Philadelphia-area existing-home sales registered the lowest year-over-year monthly decline in November, but were almost half the number sold during the 2006 boom.

November sales of 2,827 used homes in the eight counties were just 8.9 percent below 3,104 sold in the same month in 2007, but were 46.4 percent off the 5,272 that changed hands in 2006, according to Prudential Fox & Roach HomExpert Report, using data from Trend Multiple Listing Service.

By comparison, October sales were 19.9 percent lower than the same month in 2007; September's were down 11 percent; August's down 29.2 percent; and July's were off 22.6 percent.

Median prices were down just 2.3 percent over November 2007, to $210,000 from $214,900, and just 3.4 percent from the same month in 2006 - $217,380.

"Median sale prices leveled off, while inventory dropped some," said Prudential Fox & Roach senior vice president Steve Storti. "With interest rates continuing to fall [they are 5 percent for a 30-year fixed mortgage], this combination is good news for buyers and sellers."

Nationally, existing-home sales were down 10.2 percent from November 2007, and they would have fallen much more without the continued massive sell-off of distressed properties in the West and in Florida, according to the National Association of Realtors.

And sales of new homes fell in November to the slowest pace in nearly 18 years. The Commerce Department reported that new-home sales fell 2.9 percent to a seasonally adjusted annual sales pace of 407,000 units. That was a weaker performance than economists had expected and was the slowest sales pace since January 1991.

The median price of a new home sold in November was $220,400, a drop of 11.5 percent from the sales price a year ago. That was the biggest year-over-year price decline since a 12.7 percent fall in March of this year. The median is the point where half the homes sold for more and half for less.

The annual sales pace of 407,000 new homes was even weaker than the 420,000 expected by private economists. In addition, the government revised the October performance sharply lower to a sales rate of 419,000 units, instead of the 433,000 sales previously reported.
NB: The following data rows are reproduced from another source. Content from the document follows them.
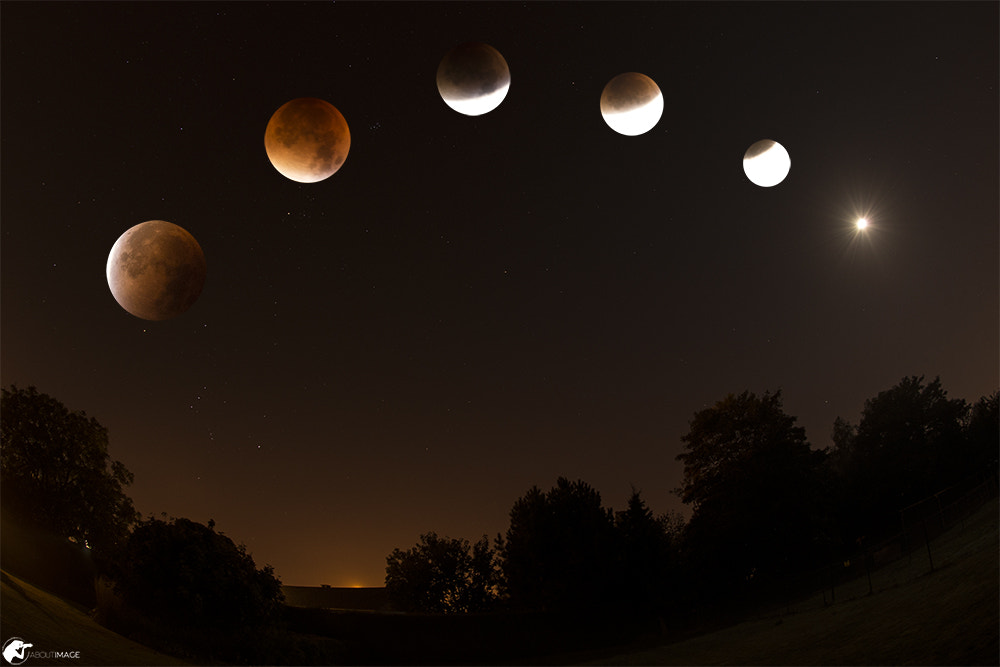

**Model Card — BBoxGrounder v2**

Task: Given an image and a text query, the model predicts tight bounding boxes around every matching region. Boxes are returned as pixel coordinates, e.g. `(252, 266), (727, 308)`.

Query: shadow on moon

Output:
(107, 220), (207, 321)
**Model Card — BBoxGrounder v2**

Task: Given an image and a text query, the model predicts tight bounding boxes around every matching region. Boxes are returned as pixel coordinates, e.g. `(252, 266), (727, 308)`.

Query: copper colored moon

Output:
(601, 72), (663, 137)
(264, 97), (351, 183)
(437, 42), (510, 116)
(107, 220), (206, 320)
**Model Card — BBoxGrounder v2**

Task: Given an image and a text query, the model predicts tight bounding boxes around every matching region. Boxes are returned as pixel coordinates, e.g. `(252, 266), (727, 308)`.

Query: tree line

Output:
(0, 377), (1000, 662)
(385, 376), (1000, 615)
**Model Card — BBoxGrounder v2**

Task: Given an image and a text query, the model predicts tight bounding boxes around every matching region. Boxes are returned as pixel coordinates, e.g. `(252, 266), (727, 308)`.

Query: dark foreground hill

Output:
(0, 572), (187, 667)
(584, 501), (1000, 665)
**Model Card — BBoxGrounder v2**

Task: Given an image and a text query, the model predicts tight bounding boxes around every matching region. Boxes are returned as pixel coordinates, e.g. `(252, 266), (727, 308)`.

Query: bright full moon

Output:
(601, 72), (663, 137)
(743, 139), (792, 188)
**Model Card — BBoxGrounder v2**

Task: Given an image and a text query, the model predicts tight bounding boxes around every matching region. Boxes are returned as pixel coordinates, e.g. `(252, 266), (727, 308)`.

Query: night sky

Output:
(0, 2), (1000, 586)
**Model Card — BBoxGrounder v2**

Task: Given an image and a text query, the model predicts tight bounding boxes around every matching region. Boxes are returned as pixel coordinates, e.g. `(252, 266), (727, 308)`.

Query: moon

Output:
(437, 42), (510, 116)
(743, 139), (792, 188)
(601, 72), (663, 137)
(264, 97), (351, 183)
(107, 220), (206, 320)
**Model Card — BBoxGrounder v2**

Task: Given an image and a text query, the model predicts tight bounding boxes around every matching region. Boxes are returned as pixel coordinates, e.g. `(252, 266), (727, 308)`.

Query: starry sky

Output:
(0, 2), (1000, 586)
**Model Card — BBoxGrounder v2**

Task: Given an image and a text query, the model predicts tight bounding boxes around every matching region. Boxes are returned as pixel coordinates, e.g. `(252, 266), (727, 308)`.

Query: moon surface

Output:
(437, 42), (510, 116)
(107, 220), (206, 320)
(264, 97), (351, 183)
(743, 139), (792, 188)
(601, 72), (663, 137)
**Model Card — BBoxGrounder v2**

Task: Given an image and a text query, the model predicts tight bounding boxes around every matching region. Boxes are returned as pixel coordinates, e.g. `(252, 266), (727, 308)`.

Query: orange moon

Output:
(264, 97), (351, 183)
(107, 220), (206, 320)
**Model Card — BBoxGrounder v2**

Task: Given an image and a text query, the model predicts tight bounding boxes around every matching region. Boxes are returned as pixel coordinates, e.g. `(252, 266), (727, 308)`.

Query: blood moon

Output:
(437, 42), (510, 116)
(107, 220), (206, 320)
(601, 72), (663, 137)
(264, 97), (351, 183)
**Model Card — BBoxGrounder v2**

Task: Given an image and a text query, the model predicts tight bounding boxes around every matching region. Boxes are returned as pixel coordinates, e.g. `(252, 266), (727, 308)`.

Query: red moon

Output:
(107, 220), (206, 320)
(264, 97), (351, 183)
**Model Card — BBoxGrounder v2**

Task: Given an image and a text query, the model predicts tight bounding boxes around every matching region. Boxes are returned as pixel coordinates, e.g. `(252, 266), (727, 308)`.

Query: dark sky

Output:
(0, 2), (1000, 586)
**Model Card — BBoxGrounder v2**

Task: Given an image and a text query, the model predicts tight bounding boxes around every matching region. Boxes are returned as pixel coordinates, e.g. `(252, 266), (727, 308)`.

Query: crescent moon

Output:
(601, 72), (663, 137)
(437, 42), (510, 116)
(743, 139), (792, 188)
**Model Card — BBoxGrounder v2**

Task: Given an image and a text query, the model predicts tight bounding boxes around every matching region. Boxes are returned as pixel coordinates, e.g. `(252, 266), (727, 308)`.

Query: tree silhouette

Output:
(385, 532), (499, 613)
(115, 518), (284, 661)
(676, 391), (827, 590)
(615, 489), (683, 614)
(832, 376), (972, 535)
(0, 385), (137, 556)
(962, 391), (1000, 475)
(502, 477), (616, 610)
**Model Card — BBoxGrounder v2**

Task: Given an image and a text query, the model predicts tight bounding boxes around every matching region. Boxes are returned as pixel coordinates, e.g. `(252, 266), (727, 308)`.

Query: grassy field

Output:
(0, 572), (186, 667)
(0, 500), (1000, 665)
(580, 501), (1000, 665)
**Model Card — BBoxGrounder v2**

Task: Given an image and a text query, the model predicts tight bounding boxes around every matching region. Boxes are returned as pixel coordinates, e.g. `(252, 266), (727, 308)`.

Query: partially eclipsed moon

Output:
(601, 72), (663, 137)
(437, 42), (510, 116)
(743, 139), (792, 188)
(264, 97), (351, 183)
(107, 220), (206, 320)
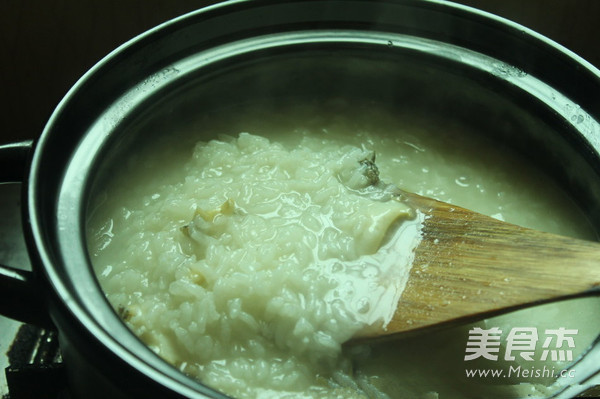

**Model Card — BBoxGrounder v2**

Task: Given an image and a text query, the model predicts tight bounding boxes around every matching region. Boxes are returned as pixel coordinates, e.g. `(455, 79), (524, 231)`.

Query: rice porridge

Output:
(88, 102), (598, 398)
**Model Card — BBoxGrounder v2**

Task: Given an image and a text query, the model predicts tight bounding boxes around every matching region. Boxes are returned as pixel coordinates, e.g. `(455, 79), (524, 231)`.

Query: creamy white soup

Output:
(88, 100), (600, 398)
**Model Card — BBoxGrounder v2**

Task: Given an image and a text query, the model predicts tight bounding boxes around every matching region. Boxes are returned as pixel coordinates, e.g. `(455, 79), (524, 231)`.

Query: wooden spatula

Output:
(357, 191), (600, 339)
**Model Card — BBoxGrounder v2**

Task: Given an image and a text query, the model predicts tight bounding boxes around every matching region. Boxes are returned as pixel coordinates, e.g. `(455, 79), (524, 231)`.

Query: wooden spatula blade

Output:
(362, 193), (600, 337)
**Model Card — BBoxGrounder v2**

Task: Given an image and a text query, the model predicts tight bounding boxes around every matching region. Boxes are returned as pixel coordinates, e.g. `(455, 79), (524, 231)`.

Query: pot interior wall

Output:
(90, 46), (600, 238)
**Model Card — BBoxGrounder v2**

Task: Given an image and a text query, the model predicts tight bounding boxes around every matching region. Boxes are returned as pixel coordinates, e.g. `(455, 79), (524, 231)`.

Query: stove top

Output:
(0, 184), (72, 399)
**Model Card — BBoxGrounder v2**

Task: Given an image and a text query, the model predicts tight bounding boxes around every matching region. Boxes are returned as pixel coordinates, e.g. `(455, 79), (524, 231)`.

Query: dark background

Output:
(0, 0), (600, 143)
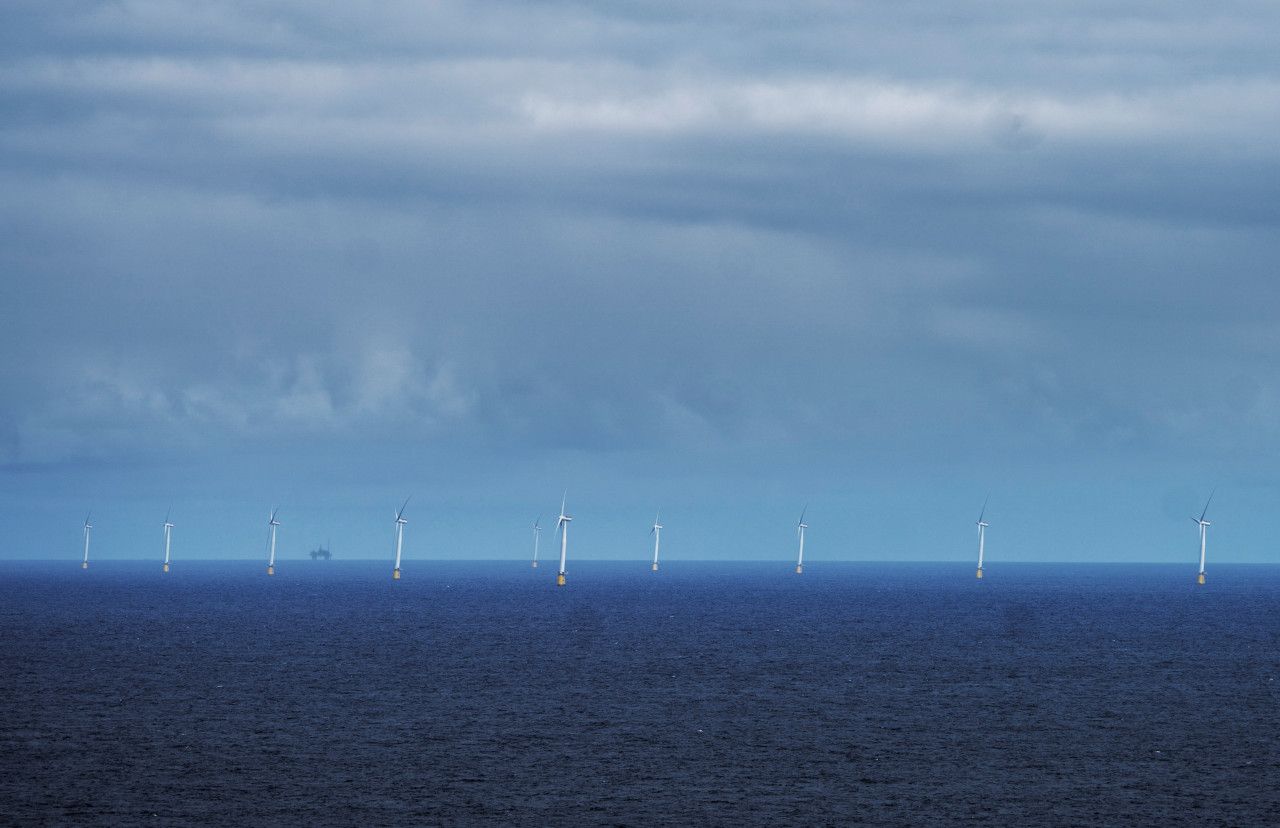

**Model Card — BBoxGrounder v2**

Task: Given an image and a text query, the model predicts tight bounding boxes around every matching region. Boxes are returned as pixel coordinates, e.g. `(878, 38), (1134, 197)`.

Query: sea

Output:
(0, 561), (1280, 828)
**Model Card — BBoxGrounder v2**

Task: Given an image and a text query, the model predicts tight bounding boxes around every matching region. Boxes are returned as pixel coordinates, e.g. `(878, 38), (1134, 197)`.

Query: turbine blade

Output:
(1201, 488), (1217, 521)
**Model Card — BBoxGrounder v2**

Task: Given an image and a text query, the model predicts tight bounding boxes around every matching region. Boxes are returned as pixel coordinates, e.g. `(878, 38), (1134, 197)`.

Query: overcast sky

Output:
(0, 0), (1280, 568)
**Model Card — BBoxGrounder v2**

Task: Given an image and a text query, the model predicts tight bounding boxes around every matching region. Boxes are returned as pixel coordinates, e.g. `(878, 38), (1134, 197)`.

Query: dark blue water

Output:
(0, 561), (1280, 827)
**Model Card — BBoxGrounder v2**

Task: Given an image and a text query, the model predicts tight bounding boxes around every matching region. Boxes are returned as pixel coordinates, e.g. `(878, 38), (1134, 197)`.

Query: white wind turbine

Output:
(556, 491), (573, 586)
(796, 503), (809, 575)
(164, 507), (173, 572)
(266, 507), (280, 575)
(81, 509), (93, 569)
(1192, 489), (1217, 584)
(392, 495), (413, 581)
(978, 494), (991, 578)
(649, 511), (662, 569)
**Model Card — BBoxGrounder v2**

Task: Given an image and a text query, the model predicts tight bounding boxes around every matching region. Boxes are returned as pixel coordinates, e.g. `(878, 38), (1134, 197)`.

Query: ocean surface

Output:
(0, 561), (1280, 827)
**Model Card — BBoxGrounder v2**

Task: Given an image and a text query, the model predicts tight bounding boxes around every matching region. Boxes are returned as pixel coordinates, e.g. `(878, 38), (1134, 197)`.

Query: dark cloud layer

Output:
(0, 0), (1280, 557)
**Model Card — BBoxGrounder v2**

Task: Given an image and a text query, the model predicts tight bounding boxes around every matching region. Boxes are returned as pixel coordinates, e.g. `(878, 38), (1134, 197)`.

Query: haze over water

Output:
(0, 561), (1280, 827)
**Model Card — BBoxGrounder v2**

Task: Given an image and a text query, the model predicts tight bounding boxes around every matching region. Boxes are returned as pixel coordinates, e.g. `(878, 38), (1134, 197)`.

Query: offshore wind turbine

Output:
(796, 503), (809, 575)
(392, 495), (413, 581)
(81, 509), (93, 569)
(164, 507), (173, 572)
(556, 491), (573, 586)
(266, 507), (280, 575)
(1192, 489), (1217, 584)
(978, 494), (991, 578)
(649, 511), (662, 571)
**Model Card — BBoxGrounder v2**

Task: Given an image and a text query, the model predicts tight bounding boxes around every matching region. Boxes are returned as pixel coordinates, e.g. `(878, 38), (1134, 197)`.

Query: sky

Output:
(0, 0), (1280, 569)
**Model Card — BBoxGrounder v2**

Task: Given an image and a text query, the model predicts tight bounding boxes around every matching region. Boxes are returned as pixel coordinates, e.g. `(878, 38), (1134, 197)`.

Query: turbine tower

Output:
(534, 514), (543, 569)
(392, 495), (412, 581)
(556, 491), (573, 586)
(649, 511), (662, 571)
(266, 507), (280, 575)
(81, 509), (93, 569)
(164, 507), (173, 572)
(796, 503), (809, 575)
(978, 494), (991, 578)
(1192, 489), (1217, 584)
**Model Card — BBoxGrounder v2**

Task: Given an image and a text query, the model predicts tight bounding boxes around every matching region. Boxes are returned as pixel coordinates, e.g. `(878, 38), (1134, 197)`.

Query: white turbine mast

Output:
(978, 494), (991, 578)
(392, 495), (413, 581)
(266, 507), (280, 575)
(1192, 489), (1217, 584)
(649, 509), (662, 571)
(81, 509), (93, 569)
(796, 503), (809, 575)
(164, 507), (173, 572)
(556, 490), (573, 586)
"Demand has fallen so far that developers are now listing the names of the people who buy homes rather than the number of homes sold," quipped Joel Naroff, TD Bank N.A. chief economist.

When it comes to existing homes, "sales are rising only in areas with large numbers of distressed properties as bargain hunters take advantage of discounted home prices," said Lawrence Yun, NAR chief economist.

"The quickly deteriorating conditions in the job market, stock market, and consumer confidence in October and November have knocked down home sales to another level," Yun said. "We hope the home sales impact from the stock market crash turns out to be short-lived, as was the case in 1987 and 2001."

The volume of foreclosure sales in California, Nevada, Arizona and Florida brought the national median sale price down 13.2 percent from November 2007, to $181,300 from $208,800.

In a separate report, First American CoreLogic's latest Home Price Index, for October, showed year-over-year price declines for the Philadelphia region at just 2.52 percent, compared with a 10.4 percent drop nationally. California had all of the 10 worst-performing markets in the country, with Riverside, Orange and San Bernardino Counties, an area of 11 million people, showing the worst year-over-year drop of 28.79 percent.

First American's chief economist, Mark Fleming, said he expected price declines to moderate in 2009, given a surge in FHA lending, "which typically has a lower than average sale price."

Despite the modest median price drop, Philadelphia-area sellers appear unenthusiastic about putting their houses on the market. A survey released today by Prudential Fox & Roach of 38,000 subscribers to its Web site's home-search tool found that, of the nearly 1,600 responses, fewer than 2 percent said it was a good time to sell.

Sixty-six percent of respondents said that it was a good time to buy a home; 4 percent believe that real estate is a bad investment right now; and nearly 52 percent of buyers and sellers said they believed that the region was doing better than the national market, while 4 percent said they believed it was worse. The survey was completed in early December.